CVE-2019-25051
Description
A heap-based buffer overflow in GNU Aspell 0.60.8's ObjStack class can be triggered via crafted input, leading to memory corruption.
AI Insight
LLM-synthesized narrative grounded in this CVE's description and references.
A heap-based buffer overflow in GNU Aspell 0.60.8's ObjStack class can be triggered via crafted input, leading to memory corruption.
Vulnerability
A heap-based buffer overflow exists in the ObjStack::dup_top function of GNU Aspell version 0.60.8, which is called from acommon::StringMap::add and acommon::Config::lookup_list. The overflow occurs because the allocation size is not checked against the remaining chunk space, allowing writes beyond the allocated buffer.
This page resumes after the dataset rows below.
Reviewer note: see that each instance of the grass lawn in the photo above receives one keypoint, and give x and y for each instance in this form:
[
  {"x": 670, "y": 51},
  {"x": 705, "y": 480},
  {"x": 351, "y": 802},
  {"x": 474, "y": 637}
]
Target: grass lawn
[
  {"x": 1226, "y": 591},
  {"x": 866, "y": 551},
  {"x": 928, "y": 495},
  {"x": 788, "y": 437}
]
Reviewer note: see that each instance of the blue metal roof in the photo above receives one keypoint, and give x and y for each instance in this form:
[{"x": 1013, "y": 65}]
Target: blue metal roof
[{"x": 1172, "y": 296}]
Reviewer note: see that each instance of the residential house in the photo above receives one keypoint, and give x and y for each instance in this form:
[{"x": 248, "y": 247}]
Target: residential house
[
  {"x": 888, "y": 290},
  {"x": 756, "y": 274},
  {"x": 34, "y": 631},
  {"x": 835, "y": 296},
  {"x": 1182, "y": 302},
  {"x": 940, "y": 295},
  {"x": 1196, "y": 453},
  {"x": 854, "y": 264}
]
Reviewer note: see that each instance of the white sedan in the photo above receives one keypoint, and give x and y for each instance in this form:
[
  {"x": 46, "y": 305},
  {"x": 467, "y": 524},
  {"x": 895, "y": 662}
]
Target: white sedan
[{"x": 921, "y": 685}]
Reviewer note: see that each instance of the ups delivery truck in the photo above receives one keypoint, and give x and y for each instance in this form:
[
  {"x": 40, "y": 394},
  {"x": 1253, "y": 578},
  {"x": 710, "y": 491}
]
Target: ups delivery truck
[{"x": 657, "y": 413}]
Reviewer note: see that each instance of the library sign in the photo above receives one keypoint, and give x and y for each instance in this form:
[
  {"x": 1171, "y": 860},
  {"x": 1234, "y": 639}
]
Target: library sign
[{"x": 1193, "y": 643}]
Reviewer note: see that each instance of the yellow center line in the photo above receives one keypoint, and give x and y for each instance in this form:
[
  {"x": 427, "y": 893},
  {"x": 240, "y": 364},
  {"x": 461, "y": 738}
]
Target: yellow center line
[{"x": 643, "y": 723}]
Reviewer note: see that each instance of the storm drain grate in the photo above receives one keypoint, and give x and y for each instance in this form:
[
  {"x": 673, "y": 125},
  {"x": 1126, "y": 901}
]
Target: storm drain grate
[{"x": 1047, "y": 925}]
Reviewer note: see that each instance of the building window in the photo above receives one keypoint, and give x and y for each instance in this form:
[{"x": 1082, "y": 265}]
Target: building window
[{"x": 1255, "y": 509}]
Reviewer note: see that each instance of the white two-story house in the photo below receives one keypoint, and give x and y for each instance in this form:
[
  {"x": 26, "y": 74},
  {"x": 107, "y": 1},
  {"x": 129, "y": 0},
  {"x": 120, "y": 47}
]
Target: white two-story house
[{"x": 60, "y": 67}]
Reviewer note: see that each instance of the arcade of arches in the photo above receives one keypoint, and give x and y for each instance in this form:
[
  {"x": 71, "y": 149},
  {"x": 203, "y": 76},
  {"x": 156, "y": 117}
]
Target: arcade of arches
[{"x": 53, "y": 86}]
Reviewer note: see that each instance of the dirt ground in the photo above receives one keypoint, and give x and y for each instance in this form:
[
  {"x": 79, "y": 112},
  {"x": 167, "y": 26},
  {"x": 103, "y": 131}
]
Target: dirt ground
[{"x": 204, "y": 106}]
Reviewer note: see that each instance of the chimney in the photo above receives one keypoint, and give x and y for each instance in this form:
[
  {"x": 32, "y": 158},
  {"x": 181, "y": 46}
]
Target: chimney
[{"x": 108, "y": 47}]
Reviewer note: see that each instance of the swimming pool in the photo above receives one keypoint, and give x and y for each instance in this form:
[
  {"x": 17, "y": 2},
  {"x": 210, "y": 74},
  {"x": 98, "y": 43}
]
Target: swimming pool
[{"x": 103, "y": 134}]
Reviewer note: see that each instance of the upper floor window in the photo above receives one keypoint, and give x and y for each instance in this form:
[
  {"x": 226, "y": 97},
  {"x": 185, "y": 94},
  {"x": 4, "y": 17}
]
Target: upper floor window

The fix adds a check_size method that uses assert to ensure the size fits within a chunk [1]. The vulnerability was discovered through OSS-Fuzz [2].
Exploitation
An attacker can trigger this vulnerability by supplying a specially crafted input to Aspell that causes an overly large allocation request via the affected code paths. No authentication is required if the application processes attacker-controlled data (e.g., a document to spell-check). The bug manifests when the allocation size exceeds the available space in the current chunk, leading to a buffer overflow without any precondition on chunk size [1].
Impact
Successful exploitation results in a heap-based buffer overflow, which can corrupt adjacent memory. This can lead to a denial of service (crash) or potentially arbitrary code execution depending on the heap layout and system mitigations. Specific CIA outcomes are not detailed in the references, but heap overflows are generally exploitable for information disclosure or code execution.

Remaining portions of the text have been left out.